By Jeffrey Kaczmarczyk
The Grand Rapids Press

GRAND RAPIDS, Mich. (AP) - Korean artist Lee Ufan's work can be found in the collections of the Museum of Modern Art and the Guggenheim Museum in New York City, the Tate Gallery in London, the Centre Georges Pompidou in Paris and now in Frederik Meijer Gardens & Sculpture Park.

But look carefully or you might walk past it. Or even through it.

Ufan's minimalist and earthwork piece, "Relatum: Forest Path," debuts as the first sculpture installed in the Gwen Frostic Woodland Shade Garden at Meijer Gardens.

"It's sort of a private piece, intended to be encountered," Joseph Becherer, vice president and chief curator at Meijer Gardens, told The Grand Rapids Press.

Elements of the site-specific installation include two massive boulders with large steel plates set in the ground between them. A crushed stone path through a natural setting leads to and away from the principal elements.

"You hit the steel path, and it's a very different visual experience, a very different physical experience, and a different audio experience," Becherer said.

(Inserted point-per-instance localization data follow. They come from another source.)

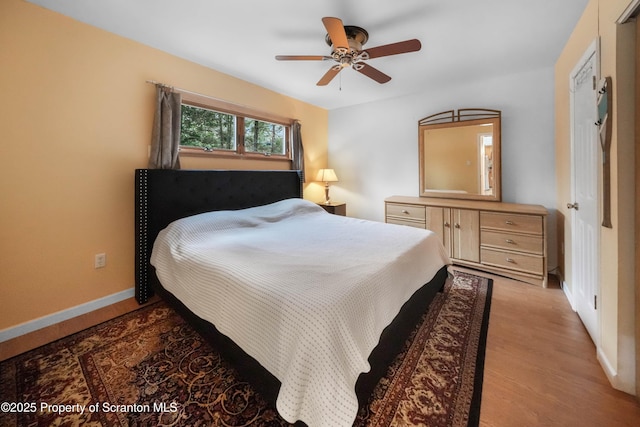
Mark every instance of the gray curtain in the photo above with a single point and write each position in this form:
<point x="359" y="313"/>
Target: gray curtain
<point x="298" y="149"/>
<point x="165" y="137"/>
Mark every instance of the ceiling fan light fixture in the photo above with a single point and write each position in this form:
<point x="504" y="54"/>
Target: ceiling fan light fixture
<point x="347" y="51"/>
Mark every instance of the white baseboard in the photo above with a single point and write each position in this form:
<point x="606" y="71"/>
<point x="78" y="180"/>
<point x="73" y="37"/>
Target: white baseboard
<point x="568" y="294"/>
<point x="60" y="316"/>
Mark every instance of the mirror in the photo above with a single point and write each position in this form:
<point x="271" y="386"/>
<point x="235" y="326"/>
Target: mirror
<point x="460" y="155"/>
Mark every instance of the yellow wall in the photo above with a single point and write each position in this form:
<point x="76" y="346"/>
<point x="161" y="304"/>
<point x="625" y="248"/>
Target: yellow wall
<point x="615" y="351"/>
<point x="76" y="121"/>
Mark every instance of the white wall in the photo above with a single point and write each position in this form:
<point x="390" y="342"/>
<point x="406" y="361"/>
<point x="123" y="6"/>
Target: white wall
<point x="374" y="147"/>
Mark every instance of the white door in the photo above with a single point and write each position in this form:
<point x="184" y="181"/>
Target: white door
<point x="585" y="204"/>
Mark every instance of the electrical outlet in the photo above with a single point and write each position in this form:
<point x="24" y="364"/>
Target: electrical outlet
<point x="100" y="261"/>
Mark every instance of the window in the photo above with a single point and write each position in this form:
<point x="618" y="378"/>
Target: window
<point x="220" y="128"/>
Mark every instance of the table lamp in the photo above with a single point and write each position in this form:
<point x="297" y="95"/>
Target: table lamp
<point x="326" y="176"/>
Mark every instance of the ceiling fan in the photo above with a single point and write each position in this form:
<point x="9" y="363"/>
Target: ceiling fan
<point x="346" y="43"/>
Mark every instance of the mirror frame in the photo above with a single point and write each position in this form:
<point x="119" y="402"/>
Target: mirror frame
<point x="453" y="119"/>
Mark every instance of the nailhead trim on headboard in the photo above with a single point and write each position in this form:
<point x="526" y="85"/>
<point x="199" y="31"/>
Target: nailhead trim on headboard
<point x="164" y="195"/>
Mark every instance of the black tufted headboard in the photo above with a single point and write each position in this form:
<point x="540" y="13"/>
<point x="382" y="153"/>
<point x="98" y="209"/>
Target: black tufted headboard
<point x="164" y="195"/>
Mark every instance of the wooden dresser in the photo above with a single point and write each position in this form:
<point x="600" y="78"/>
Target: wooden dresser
<point x="504" y="238"/>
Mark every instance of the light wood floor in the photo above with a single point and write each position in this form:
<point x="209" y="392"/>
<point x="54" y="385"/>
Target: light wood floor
<point x="540" y="367"/>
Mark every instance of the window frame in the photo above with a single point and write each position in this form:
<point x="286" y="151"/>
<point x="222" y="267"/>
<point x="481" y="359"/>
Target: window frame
<point x="241" y="113"/>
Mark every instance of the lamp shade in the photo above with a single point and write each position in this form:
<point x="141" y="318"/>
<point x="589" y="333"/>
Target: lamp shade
<point x="326" y="175"/>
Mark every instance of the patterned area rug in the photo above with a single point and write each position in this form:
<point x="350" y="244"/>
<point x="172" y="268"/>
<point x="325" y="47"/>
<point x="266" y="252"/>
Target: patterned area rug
<point x="149" y="367"/>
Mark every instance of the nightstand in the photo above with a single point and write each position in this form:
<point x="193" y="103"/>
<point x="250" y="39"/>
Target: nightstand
<point x="336" y="208"/>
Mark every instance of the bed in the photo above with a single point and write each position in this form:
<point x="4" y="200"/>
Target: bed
<point x="323" y="347"/>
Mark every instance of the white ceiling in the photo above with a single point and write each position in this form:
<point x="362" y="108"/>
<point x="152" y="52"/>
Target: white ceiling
<point x="461" y="39"/>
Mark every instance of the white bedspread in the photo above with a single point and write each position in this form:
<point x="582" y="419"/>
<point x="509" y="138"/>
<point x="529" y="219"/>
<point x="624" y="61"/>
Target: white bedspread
<point x="304" y="292"/>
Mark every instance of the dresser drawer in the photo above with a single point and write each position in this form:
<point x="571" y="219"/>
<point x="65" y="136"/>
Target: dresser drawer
<point x="400" y="221"/>
<point x="511" y="222"/>
<point x="512" y="242"/>
<point x="406" y="211"/>
<point x="533" y="264"/>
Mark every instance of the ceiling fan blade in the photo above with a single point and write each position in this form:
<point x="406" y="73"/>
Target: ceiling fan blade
<point x="335" y="28"/>
<point x="329" y="75"/>
<point x="406" y="46"/>
<point x="302" y="57"/>
<point x="373" y="73"/>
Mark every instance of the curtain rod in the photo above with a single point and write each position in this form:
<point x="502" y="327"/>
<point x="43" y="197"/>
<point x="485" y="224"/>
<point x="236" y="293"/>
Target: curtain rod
<point x="186" y="91"/>
<point x="229" y="103"/>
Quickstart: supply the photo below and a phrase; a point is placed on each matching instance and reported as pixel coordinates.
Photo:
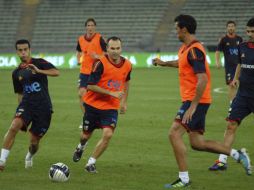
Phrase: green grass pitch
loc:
(139, 156)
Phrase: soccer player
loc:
(107, 87)
(243, 104)
(90, 47)
(31, 85)
(229, 46)
(195, 87)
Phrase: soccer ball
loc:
(59, 172)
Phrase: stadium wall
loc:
(68, 60)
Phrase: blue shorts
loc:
(197, 124)
(230, 73)
(95, 118)
(83, 79)
(40, 119)
(240, 108)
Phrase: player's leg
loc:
(90, 119)
(9, 139)
(32, 149)
(237, 112)
(82, 85)
(81, 92)
(231, 92)
(99, 149)
(108, 123)
(41, 119)
(176, 132)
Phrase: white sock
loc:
(29, 156)
(91, 161)
(82, 147)
(4, 154)
(235, 154)
(184, 176)
(223, 158)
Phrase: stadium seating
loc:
(59, 23)
(212, 17)
(10, 12)
(139, 23)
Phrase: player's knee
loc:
(232, 127)
(107, 135)
(33, 148)
(81, 92)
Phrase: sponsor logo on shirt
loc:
(34, 87)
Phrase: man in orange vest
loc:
(107, 87)
(90, 47)
(195, 91)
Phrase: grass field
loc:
(139, 156)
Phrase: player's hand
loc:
(234, 83)
(94, 55)
(218, 65)
(34, 68)
(157, 61)
(187, 117)
(123, 109)
(117, 94)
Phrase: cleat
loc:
(245, 161)
(91, 168)
(77, 155)
(177, 184)
(218, 166)
(2, 165)
(28, 163)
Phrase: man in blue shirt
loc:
(243, 104)
(31, 85)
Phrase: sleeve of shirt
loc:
(78, 48)
(220, 45)
(103, 44)
(45, 65)
(96, 73)
(196, 59)
(128, 76)
(17, 86)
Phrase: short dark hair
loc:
(231, 22)
(90, 20)
(250, 23)
(114, 38)
(22, 41)
(188, 22)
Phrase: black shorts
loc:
(95, 118)
(40, 119)
(83, 79)
(198, 119)
(240, 108)
(230, 73)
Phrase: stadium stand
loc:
(10, 12)
(60, 22)
(143, 25)
(212, 17)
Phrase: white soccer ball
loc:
(59, 172)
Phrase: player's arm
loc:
(235, 81)
(17, 86)
(217, 53)
(196, 59)
(78, 53)
(123, 103)
(53, 72)
(217, 59)
(95, 77)
(20, 96)
(159, 62)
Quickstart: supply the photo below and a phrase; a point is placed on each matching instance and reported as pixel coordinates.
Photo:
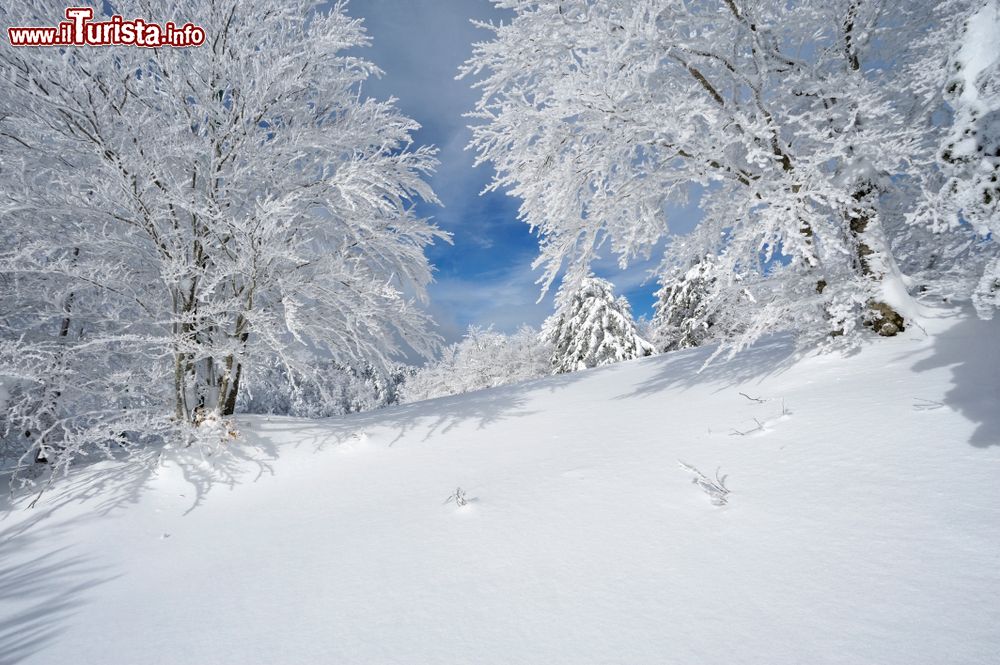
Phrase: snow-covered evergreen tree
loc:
(684, 312)
(591, 328)
(791, 118)
(484, 358)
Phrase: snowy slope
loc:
(863, 525)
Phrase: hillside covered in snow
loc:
(554, 521)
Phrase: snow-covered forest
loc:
(212, 256)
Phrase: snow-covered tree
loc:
(171, 216)
(968, 154)
(591, 328)
(790, 117)
(484, 358)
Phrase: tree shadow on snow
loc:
(39, 594)
(971, 349)
(108, 485)
(685, 369)
(434, 417)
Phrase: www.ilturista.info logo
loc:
(79, 30)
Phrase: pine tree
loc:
(591, 327)
(684, 315)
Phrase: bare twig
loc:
(758, 428)
(458, 496)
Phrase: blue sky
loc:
(485, 278)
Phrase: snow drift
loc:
(860, 524)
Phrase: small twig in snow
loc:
(458, 496)
(715, 489)
(758, 428)
(926, 404)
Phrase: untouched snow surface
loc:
(863, 525)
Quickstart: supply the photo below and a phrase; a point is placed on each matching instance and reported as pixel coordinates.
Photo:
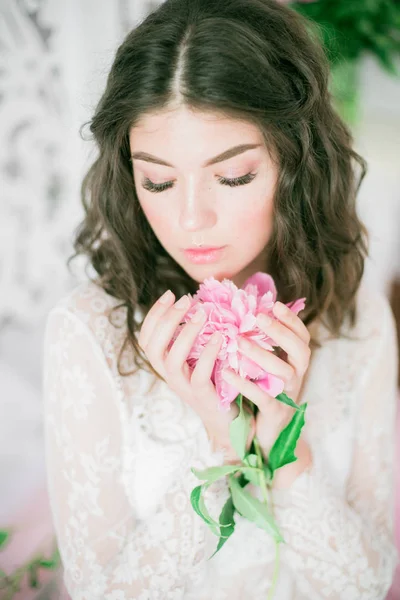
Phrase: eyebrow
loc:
(212, 161)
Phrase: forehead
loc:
(185, 127)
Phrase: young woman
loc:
(216, 128)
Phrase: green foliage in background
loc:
(350, 29)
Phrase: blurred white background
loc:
(55, 56)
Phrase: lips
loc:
(203, 249)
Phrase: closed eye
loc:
(161, 187)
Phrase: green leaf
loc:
(227, 524)
(214, 473)
(286, 400)
(4, 535)
(48, 564)
(282, 452)
(33, 578)
(239, 429)
(251, 460)
(253, 510)
(253, 475)
(198, 504)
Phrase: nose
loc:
(198, 211)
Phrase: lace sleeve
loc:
(342, 545)
(107, 553)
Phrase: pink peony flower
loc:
(233, 312)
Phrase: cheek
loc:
(158, 220)
(255, 222)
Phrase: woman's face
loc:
(196, 204)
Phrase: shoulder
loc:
(371, 343)
(375, 321)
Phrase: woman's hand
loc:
(196, 388)
(290, 333)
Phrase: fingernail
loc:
(165, 298)
(227, 374)
(264, 320)
(215, 338)
(198, 316)
(182, 303)
(279, 308)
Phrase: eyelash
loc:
(155, 188)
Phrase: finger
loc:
(297, 350)
(250, 390)
(201, 375)
(175, 361)
(166, 325)
(158, 309)
(267, 360)
(292, 321)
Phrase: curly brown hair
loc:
(256, 60)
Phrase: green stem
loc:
(264, 488)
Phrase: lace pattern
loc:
(119, 452)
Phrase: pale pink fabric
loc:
(394, 593)
(33, 534)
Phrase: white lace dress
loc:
(119, 452)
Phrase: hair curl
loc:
(256, 60)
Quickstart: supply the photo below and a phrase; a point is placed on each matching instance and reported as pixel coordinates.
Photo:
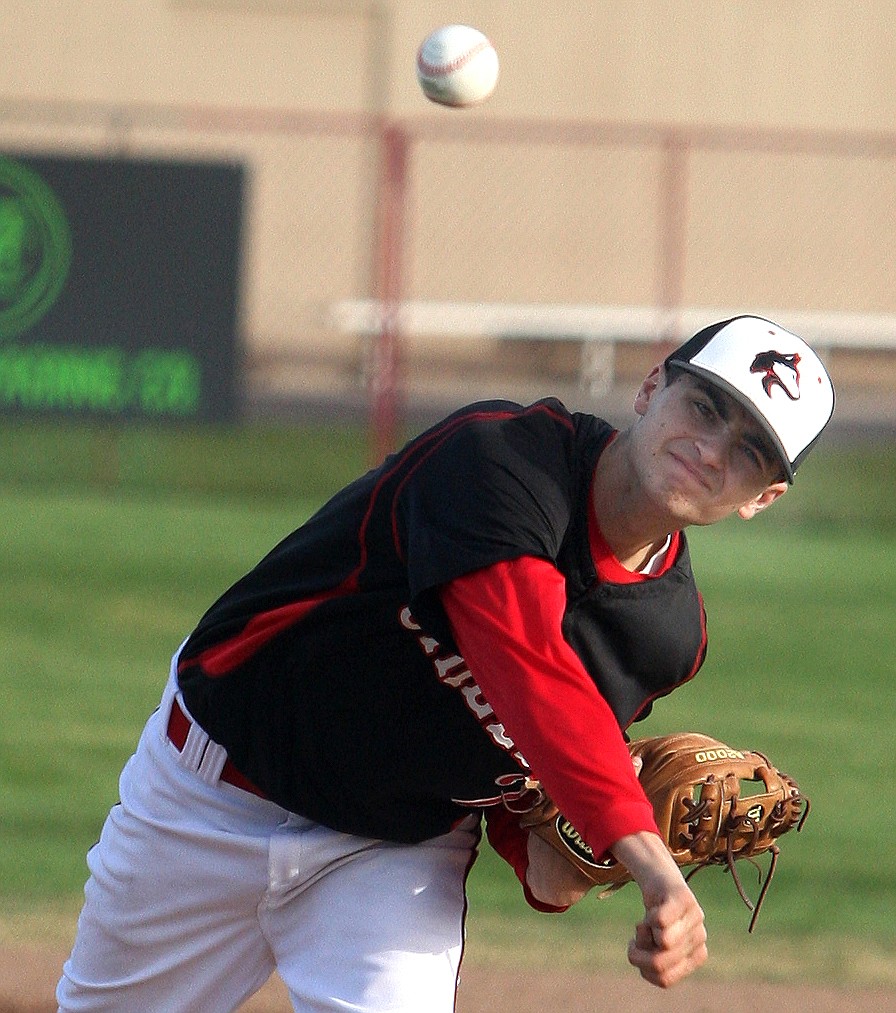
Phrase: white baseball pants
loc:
(198, 890)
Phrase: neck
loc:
(633, 529)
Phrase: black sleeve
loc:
(497, 487)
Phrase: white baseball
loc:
(457, 66)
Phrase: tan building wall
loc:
(783, 197)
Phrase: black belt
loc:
(178, 728)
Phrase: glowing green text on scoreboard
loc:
(152, 381)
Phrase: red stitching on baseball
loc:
(439, 70)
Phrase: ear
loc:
(647, 389)
(763, 500)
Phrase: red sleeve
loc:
(506, 620)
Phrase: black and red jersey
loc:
(330, 673)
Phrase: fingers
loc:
(667, 949)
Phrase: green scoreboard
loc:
(118, 287)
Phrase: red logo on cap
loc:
(766, 363)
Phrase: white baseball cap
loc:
(774, 374)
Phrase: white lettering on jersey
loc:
(452, 671)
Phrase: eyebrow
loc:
(722, 406)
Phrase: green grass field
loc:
(115, 541)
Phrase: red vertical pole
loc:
(672, 253)
(384, 382)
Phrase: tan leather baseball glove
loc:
(713, 804)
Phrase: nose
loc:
(714, 448)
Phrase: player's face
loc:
(701, 456)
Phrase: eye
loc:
(754, 456)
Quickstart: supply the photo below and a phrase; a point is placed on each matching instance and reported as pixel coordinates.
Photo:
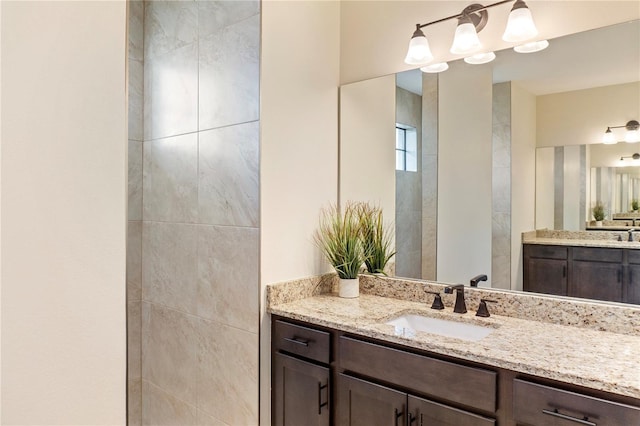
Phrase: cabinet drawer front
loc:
(545, 252)
(468, 386)
(634, 256)
(597, 254)
(303, 341)
(431, 413)
(543, 405)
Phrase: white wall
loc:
(368, 138)
(464, 173)
(299, 145)
(581, 116)
(63, 213)
(376, 34)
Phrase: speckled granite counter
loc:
(606, 239)
(579, 355)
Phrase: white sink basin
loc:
(405, 324)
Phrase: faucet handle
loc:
(437, 301)
(483, 311)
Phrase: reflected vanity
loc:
(500, 149)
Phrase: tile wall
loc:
(501, 188)
(198, 215)
(134, 229)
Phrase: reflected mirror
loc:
(463, 161)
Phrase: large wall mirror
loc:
(463, 161)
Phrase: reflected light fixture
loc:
(471, 21)
(480, 58)
(632, 134)
(434, 68)
(635, 156)
(531, 47)
(520, 26)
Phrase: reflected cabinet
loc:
(608, 274)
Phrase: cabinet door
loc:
(301, 393)
(547, 276)
(633, 285)
(363, 403)
(596, 280)
(428, 413)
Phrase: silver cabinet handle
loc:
(296, 341)
(556, 413)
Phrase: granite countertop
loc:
(595, 359)
(582, 243)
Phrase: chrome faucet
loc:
(460, 307)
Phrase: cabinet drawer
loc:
(303, 341)
(545, 252)
(597, 254)
(535, 404)
(634, 256)
(468, 386)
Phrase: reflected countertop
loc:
(595, 359)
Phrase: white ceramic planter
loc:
(349, 288)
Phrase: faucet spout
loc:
(475, 280)
(460, 306)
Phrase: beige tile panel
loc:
(134, 402)
(228, 276)
(169, 266)
(134, 261)
(160, 408)
(228, 373)
(169, 357)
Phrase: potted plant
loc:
(376, 238)
(598, 213)
(339, 238)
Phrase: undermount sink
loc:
(460, 330)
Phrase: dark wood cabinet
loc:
(302, 392)
(596, 280)
(367, 404)
(545, 269)
(586, 272)
(368, 382)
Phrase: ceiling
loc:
(600, 57)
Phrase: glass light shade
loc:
(534, 46)
(520, 26)
(465, 40)
(632, 136)
(480, 58)
(419, 51)
(439, 67)
(608, 138)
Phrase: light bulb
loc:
(466, 38)
(520, 26)
(439, 67)
(534, 46)
(608, 138)
(480, 58)
(419, 51)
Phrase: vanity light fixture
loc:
(480, 58)
(471, 21)
(434, 68)
(635, 156)
(632, 135)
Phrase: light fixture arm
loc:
(469, 11)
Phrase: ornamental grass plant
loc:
(339, 238)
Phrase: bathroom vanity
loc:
(606, 270)
(336, 361)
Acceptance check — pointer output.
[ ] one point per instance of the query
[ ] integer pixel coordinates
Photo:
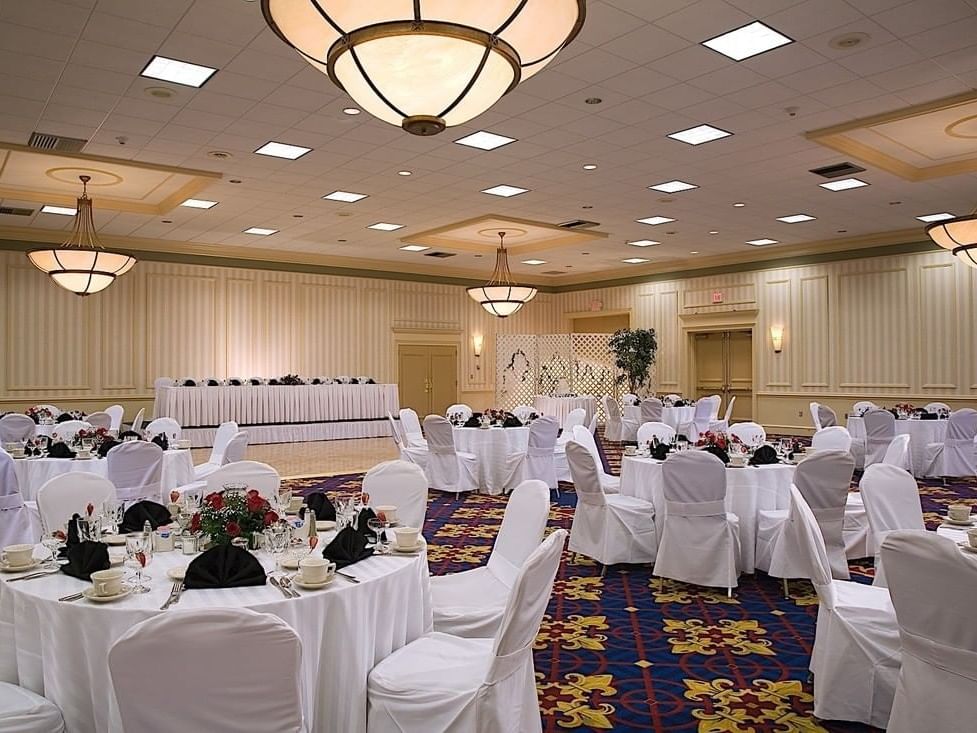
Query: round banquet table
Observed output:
(60, 650)
(493, 446)
(920, 432)
(560, 407)
(33, 473)
(749, 490)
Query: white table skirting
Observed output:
(560, 407)
(493, 446)
(749, 490)
(920, 432)
(60, 650)
(274, 413)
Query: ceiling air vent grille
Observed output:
(838, 170)
(44, 141)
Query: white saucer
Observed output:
(89, 593)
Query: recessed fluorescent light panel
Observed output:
(177, 72)
(345, 196)
(673, 187)
(699, 134)
(750, 40)
(485, 140)
(282, 150)
(795, 218)
(505, 191)
(844, 184)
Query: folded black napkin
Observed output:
(348, 547)
(60, 450)
(765, 455)
(84, 558)
(224, 566)
(320, 504)
(135, 516)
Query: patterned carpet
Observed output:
(614, 653)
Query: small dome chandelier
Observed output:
(500, 296)
(81, 264)
(427, 64)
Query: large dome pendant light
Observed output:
(426, 64)
(81, 265)
(500, 296)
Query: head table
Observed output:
(60, 649)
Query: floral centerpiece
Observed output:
(230, 514)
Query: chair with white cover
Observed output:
(617, 428)
(15, 520)
(955, 455)
(16, 428)
(856, 656)
(649, 430)
(68, 494)
(447, 468)
(471, 603)
(400, 484)
(225, 431)
(933, 587)
(23, 711)
(257, 657)
(700, 540)
(891, 498)
(539, 459)
(135, 469)
(609, 528)
(610, 484)
(823, 480)
(450, 684)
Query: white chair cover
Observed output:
(934, 591)
(16, 428)
(448, 469)
(135, 469)
(449, 684)
(610, 528)
(664, 433)
(823, 480)
(700, 539)
(159, 663)
(69, 494)
(835, 437)
(955, 456)
(610, 484)
(855, 660)
(471, 603)
(22, 711)
(400, 484)
(15, 520)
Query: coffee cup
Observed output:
(17, 555)
(107, 582)
(315, 569)
(407, 537)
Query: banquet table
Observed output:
(493, 446)
(281, 413)
(560, 407)
(60, 650)
(920, 432)
(749, 490)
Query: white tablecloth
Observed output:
(33, 473)
(493, 446)
(560, 407)
(920, 432)
(60, 650)
(749, 490)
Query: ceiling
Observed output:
(71, 68)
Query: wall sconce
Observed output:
(777, 337)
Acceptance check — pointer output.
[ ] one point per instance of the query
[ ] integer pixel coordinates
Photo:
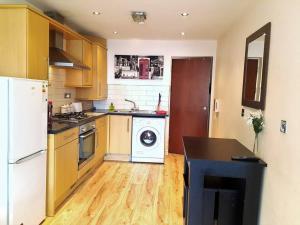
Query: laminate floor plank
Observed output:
(121, 193)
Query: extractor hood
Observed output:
(58, 57)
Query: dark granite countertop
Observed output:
(140, 113)
(214, 149)
(57, 127)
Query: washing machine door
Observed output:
(148, 138)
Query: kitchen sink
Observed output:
(94, 114)
(134, 111)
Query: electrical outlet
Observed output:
(283, 126)
(243, 112)
(67, 95)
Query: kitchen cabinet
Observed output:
(24, 41)
(81, 50)
(101, 139)
(98, 91)
(66, 168)
(120, 134)
(62, 167)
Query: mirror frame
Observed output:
(266, 29)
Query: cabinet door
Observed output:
(101, 141)
(98, 91)
(120, 134)
(102, 72)
(66, 168)
(37, 46)
(87, 79)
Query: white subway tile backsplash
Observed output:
(145, 96)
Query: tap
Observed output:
(135, 108)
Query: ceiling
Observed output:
(208, 19)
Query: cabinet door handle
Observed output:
(97, 139)
(69, 136)
(128, 125)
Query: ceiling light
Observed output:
(139, 17)
(96, 13)
(184, 14)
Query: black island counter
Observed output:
(219, 187)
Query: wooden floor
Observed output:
(127, 193)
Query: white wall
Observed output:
(281, 192)
(145, 92)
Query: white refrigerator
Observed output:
(23, 146)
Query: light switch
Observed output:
(67, 95)
(283, 126)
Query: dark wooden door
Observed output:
(190, 100)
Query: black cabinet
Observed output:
(218, 190)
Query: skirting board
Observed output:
(117, 157)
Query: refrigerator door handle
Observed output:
(27, 158)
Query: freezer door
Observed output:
(3, 149)
(27, 117)
(27, 191)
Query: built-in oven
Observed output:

The artist who Becherer described as a "cornerstone of contemporary sculpture in Asia" was less known in the United States than in other parts of the world prior to a major retrospective exhibition, "Marking Infinity," which opened in 2011 at the Guggenheim Museum with over 90 works spanning six decades from the 1960s to the present.

"Much of his work is a way to spark a conversation about what is the relationship between the industrial world and the natural world," Becherer said. "A large portion of his repertoire deals with interacting in the natural world, so it seemed like it would be a good fit for us at Meijer Gardens."

Meijer Gardens invited Ufan to visit in 2012 to choose a site for the commissioned work. Ufan returned two years later to select granite boulders from local quarries for the piece that's not far from the new Richard and Helen DeVos Japanese Garden, which opened to the public in June.

During three years of construction on the $22 million Japanese Garden, that corner of Meijer Gardens' campus was often overlooked.

"The Woodland Shade Garden was sort of out there. If you weren't coming back from the Farm Garden, you could easily miss it," Becherer said. "It's one of the real, natural treasures on our campus. We were happy to finally have the opportunity to do something on that site."

The site for Ufan's work was under construction for two years. Work was completed recently when the plants, including ferns, hostas and dogwood trees, were returned to the Woodland Shade Garden.

"Getting in two massive boulders and two tremendous sheets of steel," Becherer said, "it was a little messy, shall we say."